I am reading a notes of Brian Conrad on hypercovering, and in the discussion on Dold-Kan correspondence, it is claimed (I might misunderstand) that the injective objects in the category of non-negative cochain complexes ($\mathcal{CoChain}_{\ge 0}(Ab)$) are exactly those complex $I^\bullet$, such that all the $I^j$ is injective (in $Ab$), and the positive cohomology vanishes.
Here is the link of the notes: https://www.google.com/url?sa=t&source=web&rct=j&url=https://math.stanford.edu/~conrad/papers/hypercover.pdf&ved=2ahUKEwjHz8rVorP0AhVoR_EDHUeJAk8QFnoECAMQAQ&usg=AOvVaw0NKji5VcAbACZX2hMZlXek. The claim appears on page 12, in the first paragraph of the proof of Cor.2.13.

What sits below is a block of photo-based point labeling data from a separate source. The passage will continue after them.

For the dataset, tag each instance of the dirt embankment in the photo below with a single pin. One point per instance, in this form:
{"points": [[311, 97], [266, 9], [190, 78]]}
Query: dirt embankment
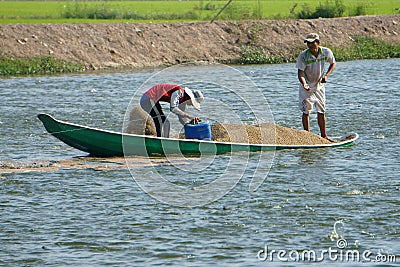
{"points": [[155, 44]]}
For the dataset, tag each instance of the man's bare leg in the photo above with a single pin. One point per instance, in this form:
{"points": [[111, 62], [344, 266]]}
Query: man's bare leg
{"points": [[306, 122], [322, 126]]}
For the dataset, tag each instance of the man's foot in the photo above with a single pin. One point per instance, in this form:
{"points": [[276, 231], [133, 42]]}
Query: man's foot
{"points": [[330, 140]]}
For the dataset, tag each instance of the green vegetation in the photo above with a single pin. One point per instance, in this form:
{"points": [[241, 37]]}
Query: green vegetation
{"points": [[10, 66], [149, 10], [362, 48], [367, 48]]}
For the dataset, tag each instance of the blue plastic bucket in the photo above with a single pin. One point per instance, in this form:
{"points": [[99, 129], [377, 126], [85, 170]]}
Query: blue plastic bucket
{"points": [[201, 131]]}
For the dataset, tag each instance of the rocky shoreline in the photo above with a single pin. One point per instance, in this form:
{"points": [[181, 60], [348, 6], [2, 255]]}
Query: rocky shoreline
{"points": [[105, 45]]}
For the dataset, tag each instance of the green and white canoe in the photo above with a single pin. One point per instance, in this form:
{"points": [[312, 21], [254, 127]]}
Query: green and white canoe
{"points": [[105, 143]]}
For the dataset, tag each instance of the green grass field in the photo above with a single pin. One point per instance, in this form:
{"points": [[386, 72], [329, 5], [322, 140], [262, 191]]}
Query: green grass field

Although I can see the two conditions here are necessary, and I do not know why these are sufficient conditions. In particular, if I take an object in $Ab$, and take its injective resolution, I do not think the resolution is injective. So my question is whether there is a good characterization of injective objects in this category. Should I expect there to be some simple answer? Any comment is sincerely welcome.
Ok, I think I have found the answer myself. The answer should be that one need to add one more condition, that is, $H^0(I^\bullet)$ is also injective.
First, to see why this condition is necessary, we take $A^\bullet=A[0]$ and $B^\bullet=B[0]$ with $A\hookrightarrow B$, then $$Hom(A^\bullet, I^\bullet)=Hom(A,H^0(I^\bullet))$$ Therefore, $H^0(I^\bullet)$ should also be injective.
Now given such a complex, from the process above, we see it will not harm as to add in $H^0(I^\bullet)$ as the (-1)-th term. So without loss of generality, we simply assume that $I^\bullet$ has $H^i$ vanish for all $i\ge0$. Then we have the standard process of breaking the long exact sequence into short ones, and moreover since the sequence consists of injectives, each of these short exact sequences actually split. Then a basic diagram chasing gives the result.